Old Saybrook Resident Indicted for Tax Evasion

For Immediate Release
U.S. Attorney's Office, District of Connecticut

Deirdre M. Daly, United States Attorney for the District of Connecticut, and  Joel P. Garland, Special Agent in Charge of IRS Criminal Investigation in New England, announced that on May 3, 2016, a federal grand jury in New Haven returned an indictment charging DAVID ADAMS, 55, of Old Saybrook, with tax evasion and filing a false tax return.  ADAMS, who was arrested on a federal criminal complaint on April 14, 2016, appeared today before U.S. Magistrate Judge Robert A. Richardson in Hartford and entered a plea of not guilty to the charges in the indictment.

As alleged in the indictment, ADAMS sold an online floral business in 2002, which accounted for a significant portion of $6,269,960 in taxable income he claimed on his 2002 tax return.  Although ADAMS represented to the IRS on or about August 8, 2003, that he was enclosing payment of $1,250,000, no such payment was enclosed and such tax was still outstanding as of June 2011.

The indictment further alleges that on or about June 7, 2011, ADAMS sold his partnership interest in another online floral business and received $4,708,419.20 wired into his personal bank account as part of the net proceeds owed to him as a result of the sale.  Although he knew that he owed substantial taxes on that amount, ADAMS engaged in a number of affirmative acts to conceal and attempt to conceal this income in order to evade the assessment of a tax including:  (1) hiring an accountant to prepare his 2011 taxes and then failing to give accountant complete, accurate information by failing to disclose the $4,708,419.20 in income ADAMS received in 2011; (2) providing the accountant with false information about ADAMS’s estimated tax payments for the year, telling the accountant that he had paid $220,000 when in fact, ADAMS knew he had only paid $100,000 in estimated taxes for 2011; (3) causing the accountant to prepare his 2011 tax return with false and fraudulent information; and (4) representing to an IRS revenue officer who was responsible for collecting ADAMS’s delinquent tax payments and securing ADAMS’s overdue tax returns, that he had hoped to have funds to pay down his back tax liability (including tax liability associated with the 2002 sale), but that nothing had been “panning out.”  ADAMS failed to disclose to the revenue officer that he had received $4,708,419.20 in cash less than three weeks earlier.

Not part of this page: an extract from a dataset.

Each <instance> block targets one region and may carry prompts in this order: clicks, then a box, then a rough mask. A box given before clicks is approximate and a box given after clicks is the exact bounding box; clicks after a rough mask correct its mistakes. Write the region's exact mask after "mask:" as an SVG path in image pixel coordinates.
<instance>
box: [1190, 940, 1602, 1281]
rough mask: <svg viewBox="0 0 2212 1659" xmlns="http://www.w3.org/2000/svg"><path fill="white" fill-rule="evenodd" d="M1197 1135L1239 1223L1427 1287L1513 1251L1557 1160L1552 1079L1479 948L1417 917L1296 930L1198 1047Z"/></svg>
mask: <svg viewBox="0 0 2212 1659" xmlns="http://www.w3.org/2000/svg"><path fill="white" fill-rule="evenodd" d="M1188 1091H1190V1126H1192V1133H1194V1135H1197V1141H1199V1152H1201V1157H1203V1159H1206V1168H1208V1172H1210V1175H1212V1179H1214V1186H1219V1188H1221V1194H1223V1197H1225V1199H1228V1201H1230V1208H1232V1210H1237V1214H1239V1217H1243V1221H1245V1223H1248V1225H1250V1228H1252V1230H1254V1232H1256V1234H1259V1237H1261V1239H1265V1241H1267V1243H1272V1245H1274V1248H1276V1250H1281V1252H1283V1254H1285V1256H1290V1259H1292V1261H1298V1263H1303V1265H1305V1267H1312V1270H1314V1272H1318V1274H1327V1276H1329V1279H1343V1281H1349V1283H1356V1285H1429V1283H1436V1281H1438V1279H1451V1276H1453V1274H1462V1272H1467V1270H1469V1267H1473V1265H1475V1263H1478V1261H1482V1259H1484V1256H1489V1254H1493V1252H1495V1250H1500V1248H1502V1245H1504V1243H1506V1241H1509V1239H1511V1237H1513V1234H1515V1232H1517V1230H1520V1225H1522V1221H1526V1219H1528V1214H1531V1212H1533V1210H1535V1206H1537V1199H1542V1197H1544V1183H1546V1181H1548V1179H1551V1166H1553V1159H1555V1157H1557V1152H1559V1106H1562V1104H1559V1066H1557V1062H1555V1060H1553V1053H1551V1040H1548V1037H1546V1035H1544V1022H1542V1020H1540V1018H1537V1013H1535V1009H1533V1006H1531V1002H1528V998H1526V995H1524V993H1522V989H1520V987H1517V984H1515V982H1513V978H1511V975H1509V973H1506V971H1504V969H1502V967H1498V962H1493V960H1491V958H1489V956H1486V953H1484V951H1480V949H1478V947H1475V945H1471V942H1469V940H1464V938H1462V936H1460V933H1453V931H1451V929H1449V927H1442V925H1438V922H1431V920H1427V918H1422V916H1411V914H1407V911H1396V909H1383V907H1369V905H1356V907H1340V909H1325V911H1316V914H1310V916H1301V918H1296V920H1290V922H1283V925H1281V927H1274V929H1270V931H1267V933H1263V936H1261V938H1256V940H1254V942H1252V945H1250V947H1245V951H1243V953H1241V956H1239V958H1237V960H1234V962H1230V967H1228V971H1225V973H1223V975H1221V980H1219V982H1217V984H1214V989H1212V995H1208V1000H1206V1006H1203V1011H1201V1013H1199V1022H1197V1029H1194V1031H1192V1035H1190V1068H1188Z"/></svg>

The indictment charges ADAMS with one count of tax evasion, an offense that carries a maximum term of imprisonment of five years, and one count of filing a false tax return, an offense that carries a maximum term of imprisonment three years.

ADAMS owes approximately $4.6 million in back taxes, interest and penalties for tax years 2002, 2006, 2007, 2008, 2009, 2011, and 2012.

U.S. Attorney Daly stressed that an indictment is not evidence of guilt.  Charges are only allegations and a defendant is presumed innocent unless and until proven guilty beyond a reasonable doubt.

This matter has been investigated by the Internal Revenue Service, Criminal Investigation Division.  The case is being prosecuted by Assistant U.S. Attorney Susan L. Wines.